Summer Corn, Tomato and Tortellini Pasta Salad
Ingredients
Lemon Vinaigrette:
- ⅓ cup extra virgin olive oil
- 4 tablespoons fresh lemon juice
- 1 clove garlic, finely minced or grated
- ¼ teaspoon salt
- ⅛ teaspoon black pepper
Pasta salad:
- 22 ounces cheese tortellini
- 2 cups cooked corn
- 1 cup halved/quartered grape or cherry tomatoes
- 1 large zucchini, halved and thinly sliced
- 2-3 tablespoons crumbled feta cheese
- 5 leaves fresh basil, torn or chopped
- salt and pepper to taste
Instructions
Vinaigrette:
- Combine all ingredients and whisk to combine.
Pasta salad:
- Cook tortellini according to package instructions. Once it has drained, drizzle a little olive oil or lemon vinaigrette over the pasta to keep it from sticking. Set aside to cool to room temperature.

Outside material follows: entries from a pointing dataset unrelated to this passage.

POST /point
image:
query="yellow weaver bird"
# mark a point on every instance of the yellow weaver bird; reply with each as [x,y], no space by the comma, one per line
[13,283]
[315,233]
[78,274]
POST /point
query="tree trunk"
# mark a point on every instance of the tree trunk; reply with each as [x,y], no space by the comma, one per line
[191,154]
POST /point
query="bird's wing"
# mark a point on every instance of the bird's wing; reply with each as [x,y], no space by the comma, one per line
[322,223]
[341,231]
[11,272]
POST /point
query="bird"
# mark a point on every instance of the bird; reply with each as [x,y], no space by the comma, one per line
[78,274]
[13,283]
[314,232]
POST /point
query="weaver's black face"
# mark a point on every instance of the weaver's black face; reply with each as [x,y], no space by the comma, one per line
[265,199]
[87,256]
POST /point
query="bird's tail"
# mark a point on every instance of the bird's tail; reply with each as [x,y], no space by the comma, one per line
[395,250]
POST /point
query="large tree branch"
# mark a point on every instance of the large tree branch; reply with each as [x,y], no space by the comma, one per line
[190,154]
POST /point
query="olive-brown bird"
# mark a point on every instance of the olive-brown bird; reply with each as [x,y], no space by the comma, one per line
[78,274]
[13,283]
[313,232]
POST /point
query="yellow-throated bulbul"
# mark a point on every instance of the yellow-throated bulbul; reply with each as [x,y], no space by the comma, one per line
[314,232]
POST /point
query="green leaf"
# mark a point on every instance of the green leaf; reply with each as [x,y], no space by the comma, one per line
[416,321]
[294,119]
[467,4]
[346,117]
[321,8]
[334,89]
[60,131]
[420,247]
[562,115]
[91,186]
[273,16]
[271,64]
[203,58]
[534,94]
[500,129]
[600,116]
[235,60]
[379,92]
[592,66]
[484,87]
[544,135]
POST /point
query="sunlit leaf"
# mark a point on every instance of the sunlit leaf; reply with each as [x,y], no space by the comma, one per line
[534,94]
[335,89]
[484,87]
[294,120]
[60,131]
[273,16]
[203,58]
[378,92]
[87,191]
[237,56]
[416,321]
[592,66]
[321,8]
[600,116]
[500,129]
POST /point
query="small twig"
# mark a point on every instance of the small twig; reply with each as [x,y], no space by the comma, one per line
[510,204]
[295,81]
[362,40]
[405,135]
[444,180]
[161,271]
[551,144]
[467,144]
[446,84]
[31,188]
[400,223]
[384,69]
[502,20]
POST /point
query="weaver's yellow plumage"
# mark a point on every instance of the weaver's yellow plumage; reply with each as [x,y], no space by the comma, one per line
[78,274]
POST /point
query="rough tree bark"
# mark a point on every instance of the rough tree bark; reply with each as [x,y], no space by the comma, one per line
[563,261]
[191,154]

- Once cooled, combine tortellini, corn, tomatoes, zucchini, feta, basil, and dressing. Toss to combine. Season to taste with salt and pepper. Serve immediately or refrigerate.
Nutrition
Nutritional Information is an estimate based on third-party calculations and may vary based on products used and serving sizes.





Jennifer Anderson says
I made this and took it to an island party! Everyone loved it and was asking for the recipe. It’s a crisp and refreshing pasta salad option on these hot summer days! Plus, the colors of the dish make it a winner! I made extra dressing, of course!!
Celebrating Sweets says
I’m happy to hear that! Thanks for taking the time to stop by.
Lori says
Add some rotisserie shredded chicken and now my summer go to for hot nights! Love it!
Celebrating Sweets says
That sounds perfect! Thanks for stopping by. 🙂
Hal says
If I’m reading this correctly, you need to use 2 boxes of dried tortellini. Each braille box is 16 oz. I will be making this for a crowd of about 30 and want to be sure. I made this before and it was delicious but I don’t remember how much dried tortellini I used
Allison says
The recipe calls for 22oz of tortellini, which would be about 1.5 of the boxes you’re referring to. You can really just play around with and add more dressing and veggies to taste. Enjoy!